CARE Secretary General Robert Glasser:
“Governments are leaving Warsaw with little progress to avert the climate crisis which is increasingly impacting the lives of millions of the world’s poorest and most vulnerable people. Rising sea levels, melting glaciers and increasingly extreme and erratic weather events are undermining development and trapping people in a permanent state of emergency.
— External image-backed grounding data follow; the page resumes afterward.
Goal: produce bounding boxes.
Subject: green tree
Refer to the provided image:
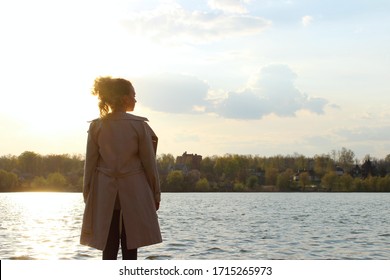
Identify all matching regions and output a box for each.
[195,178,210,192]
[377,175,390,192]
[0,169,18,191]
[337,147,355,173]
[47,172,68,190]
[166,170,184,192]
[200,156,216,182]
[277,169,293,191]
[353,178,369,192]
[213,154,241,182]
[18,151,43,176]
[246,175,259,190]
[0,155,18,172]
[293,153,308,171]
[31,176,48,190]
[224,155,240,181]
[314,154,333,177]
[44,154,72,174]
[338,174,354,191]
[265,167,278,186]
[184,169,201,192]
[157,153,175,174]
[321,171,338,191]
[213,157,225,179]
[299,172,310,191]
[367,176,379,192]
[233,181,246,192]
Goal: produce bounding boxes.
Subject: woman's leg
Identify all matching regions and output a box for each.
[102,210,120,260]
[121,220,137,260]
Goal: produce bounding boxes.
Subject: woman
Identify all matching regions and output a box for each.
[80,76,162,260]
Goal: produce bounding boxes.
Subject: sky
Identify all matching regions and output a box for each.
[1,0,390,161]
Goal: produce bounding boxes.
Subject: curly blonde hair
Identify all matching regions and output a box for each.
[92,76,133,118]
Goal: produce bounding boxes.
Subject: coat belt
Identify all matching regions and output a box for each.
[96,167,143,179]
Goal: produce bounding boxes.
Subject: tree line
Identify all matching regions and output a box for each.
[1,148,390,192]
[0,151,83,192]
[158,148,390,192]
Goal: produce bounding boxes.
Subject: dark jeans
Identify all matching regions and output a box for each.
[103,210,137,260]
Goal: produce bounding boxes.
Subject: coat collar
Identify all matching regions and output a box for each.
[92,112,149,122]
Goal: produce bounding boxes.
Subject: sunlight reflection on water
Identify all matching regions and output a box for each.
[0,192,389,260]
[1,193,85,260]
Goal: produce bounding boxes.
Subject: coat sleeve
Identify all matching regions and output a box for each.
[83,121,100,203]
[138,121,161,203]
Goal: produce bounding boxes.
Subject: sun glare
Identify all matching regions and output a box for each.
[9,192,81,259]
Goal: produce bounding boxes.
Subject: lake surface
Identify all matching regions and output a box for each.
[0,192,389,260]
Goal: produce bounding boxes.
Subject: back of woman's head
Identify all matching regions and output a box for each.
[92,76,133,117]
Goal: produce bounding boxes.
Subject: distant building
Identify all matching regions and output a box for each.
[176,152,202,171]
[293,169,320,182]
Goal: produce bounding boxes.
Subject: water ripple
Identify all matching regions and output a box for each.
[1,192,390,259]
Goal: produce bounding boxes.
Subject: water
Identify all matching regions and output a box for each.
[0,192,389,260]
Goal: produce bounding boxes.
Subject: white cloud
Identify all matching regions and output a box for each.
[302,15,314,27]
[134,65,329,120]
[214,64,329,119]
[121,2,270,44]
[208,0,251,14]
[213,89,268,119]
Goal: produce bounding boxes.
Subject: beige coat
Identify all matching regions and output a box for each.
[80,112,162,250]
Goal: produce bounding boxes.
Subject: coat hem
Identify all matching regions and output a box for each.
[80,238,163,251]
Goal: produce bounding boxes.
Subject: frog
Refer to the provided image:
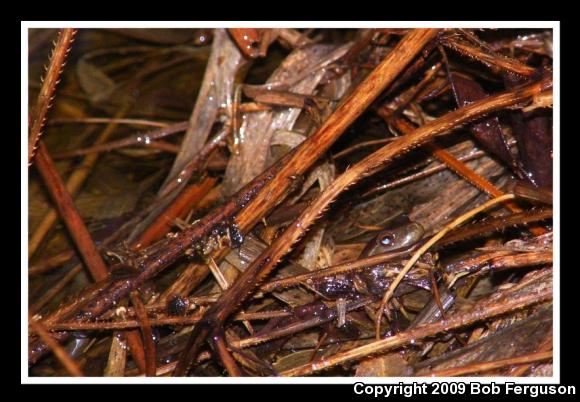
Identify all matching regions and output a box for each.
[355,220,427,296]
[313,219,428,299]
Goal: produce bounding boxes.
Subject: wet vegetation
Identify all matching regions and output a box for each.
[27,27,553,377]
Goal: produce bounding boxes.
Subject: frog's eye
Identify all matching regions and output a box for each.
[379,233,395,246]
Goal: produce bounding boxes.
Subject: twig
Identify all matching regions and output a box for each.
[134,177,217,249]
[34,141,149,373]
[130,292,157,376]
[34,142,109,281]
[437,208,552,249]
[29,106,131,258]
[425,351,552,377]
[49,117,171,127]
[29,249,75,276]
[281,287,551,376]
[440,31,536,77]
[362,145,511,197]
[29,317,84,377]
[390,116,524,213]
[48,309,290,331]
[28,29,77,165]
[230,298,372,349]
[260,246,418,293]
[444,251,552,286]
[52,121,188,159]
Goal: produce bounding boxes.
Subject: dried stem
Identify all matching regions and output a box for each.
[34,142,109,281]
[48,309,292,331]
[28,28,76,165]
[362,144,511,197]
[281,288,551,376]
[230,298,371,349]
[52,121,188,159]
[134,177,217,249]
[29,317,84,377]
[130,292,157,376]
[425,351,552,377]
[29,106,130,258]
[445,250,552,286]
[260,247,418,293]
[389,116,547,237]
[49,117,171,128]
[440,32,537,77]
[29,249,75,276]
[34,141,149,373]
[438,208,552,249]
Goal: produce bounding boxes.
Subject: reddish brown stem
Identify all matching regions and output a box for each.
[362,146,504,197]
[437,208,552,248]
[158,126,229,198]
[35,142,109,281]
[212,330,244,376]
[34,141,148,374]
[130,292,157,376]
[133,177,217,249]
[260,247,417,293]
[440,32,537,77]
[28,28,77,165]
[390,117,523,212]
[49,117,170,127]
[48,309,292,331]
[148,141,180,153]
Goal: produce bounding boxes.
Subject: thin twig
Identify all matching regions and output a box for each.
[52,121,188,159]
[29,106,131,258]
[281,288,551,376]
[425,351,552,377]
[35,142,109,281]
[49,117,172,127]
[29,317,84,377]
[130,292,157,377]
[28,29,77,165]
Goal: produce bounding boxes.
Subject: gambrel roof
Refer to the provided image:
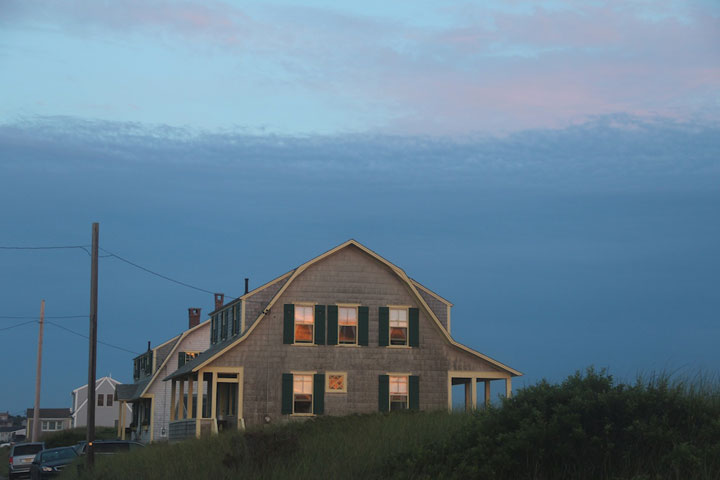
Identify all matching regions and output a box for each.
[167,239,521,379]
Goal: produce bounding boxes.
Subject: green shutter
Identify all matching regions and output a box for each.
[281,373,293,415]
[283,304,294,344]
[313,373,325,415]
[409,308,419,347]
[178,352,186,368]
[378,307,389,347]
[210,316,216,344]
[315,305,326,345]
[378,375,389,412]
[409,375,420,410]
[358,306,369,346]
[327,305,338,345]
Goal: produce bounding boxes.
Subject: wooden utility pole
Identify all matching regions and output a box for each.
[31,299,45,442]
[86,222,99,468]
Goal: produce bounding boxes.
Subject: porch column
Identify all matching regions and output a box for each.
[505,377,512,398]
[120,403,126,440]
[187,375,194,419]
[470,377,477,410]
[117,400,122,438]
[464,379,472,411]
[178,379,186,419]
[195,370,204,438]
[237,374,243,430]
[484,380,491,407]
[170,379,177,421]
[447,374,453,411]
[210,372,218,434]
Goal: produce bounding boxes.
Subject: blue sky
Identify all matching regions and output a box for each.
[0,0,719,414]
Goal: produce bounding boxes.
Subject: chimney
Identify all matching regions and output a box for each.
[147,341,151,351]
[244,278,249,295]
[214,293,224,311]
[188,308,201,329]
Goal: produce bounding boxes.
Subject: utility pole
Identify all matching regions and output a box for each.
[31,299,45,442]
[86,222,99,469]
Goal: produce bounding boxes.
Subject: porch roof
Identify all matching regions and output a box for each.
[116,379,151,402]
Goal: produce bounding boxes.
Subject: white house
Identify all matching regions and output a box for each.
[71,376,132,429]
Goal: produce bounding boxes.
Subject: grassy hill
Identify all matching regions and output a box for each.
[59,369,720,480]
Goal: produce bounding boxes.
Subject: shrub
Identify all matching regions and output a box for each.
[387,368,720,480]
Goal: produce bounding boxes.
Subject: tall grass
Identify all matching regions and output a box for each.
[61,411,469,480]
[59,368,720,480]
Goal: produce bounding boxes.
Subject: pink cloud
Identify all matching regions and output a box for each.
[3,0,719,135]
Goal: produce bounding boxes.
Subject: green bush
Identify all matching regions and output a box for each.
[44,427,118,449]
[387,368,720,480]
[57,369,720,480]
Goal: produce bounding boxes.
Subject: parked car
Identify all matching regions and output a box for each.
[29,447,77,479]
[73,440,144,455]
[8,442,45,480]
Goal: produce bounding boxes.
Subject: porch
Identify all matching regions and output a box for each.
[448,370,513,410]
[168,367,244,441]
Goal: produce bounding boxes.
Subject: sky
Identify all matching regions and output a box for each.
[1,0,719,415]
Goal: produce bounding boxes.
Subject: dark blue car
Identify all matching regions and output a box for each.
[29,446,77,479]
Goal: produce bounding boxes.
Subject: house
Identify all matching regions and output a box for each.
[0,426,25,443]
[115,309,210,443]
[25,408,71,439]
[0,411,12,427]
[164,240,521,440]
[71,376,132,429]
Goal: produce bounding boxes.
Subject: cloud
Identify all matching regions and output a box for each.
[2,0,719,134]
[1,115,718,193]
Perversely, the world’s poorest people have done the least to cause climate change but are also bearing the highest costs; this is a grave social injustice which requires urgent action right now on the part of rich nations. There is no excuse for inaction or further delay.”
ACT Alliance Climate Change Policy and Advocacy Officer Vitumbiko Chinoko:
“While expectations for this summit were low from the outset, decisive steps on the road to a comprehensive international agreement in two years time were the minimum that is urgently needed. Developing countries have stood together here in their fight for adopting an international mechanism to address loss and damage.
But the ‘Warsaw mechanism’ we got is far below expectations, not providing for a strong structure to address disaster risk reduction, rehabilitation, recourse and remedy measures. We have all seen from the great impact of the Philippines typhoon the urgent need for a coordinated response from the international community. We will continue to ask to develop the Warsaw mechanism into the robust and independent instrument needed to cope with the realities of loss and damage that many of the poor and vulnerable continue to face.”

World Resources Institute climate and energy program director Jennifer Morgan: 

“In the nick of time, negotiators in Warsaw delivered just enough to keep things moving. The talks opened with a tragic reminder of what is at stake, but there were few signs of urgency within the negotiating rooms. Country representatives now need to return home to make significant progress on their work plans and national offers that can become the backbone of a new climate agreement. It’s important for countries to present their offers as soon as possible and in an open and systematic way. These commitments need to be driven by science. They should be both ambitious and equitable.”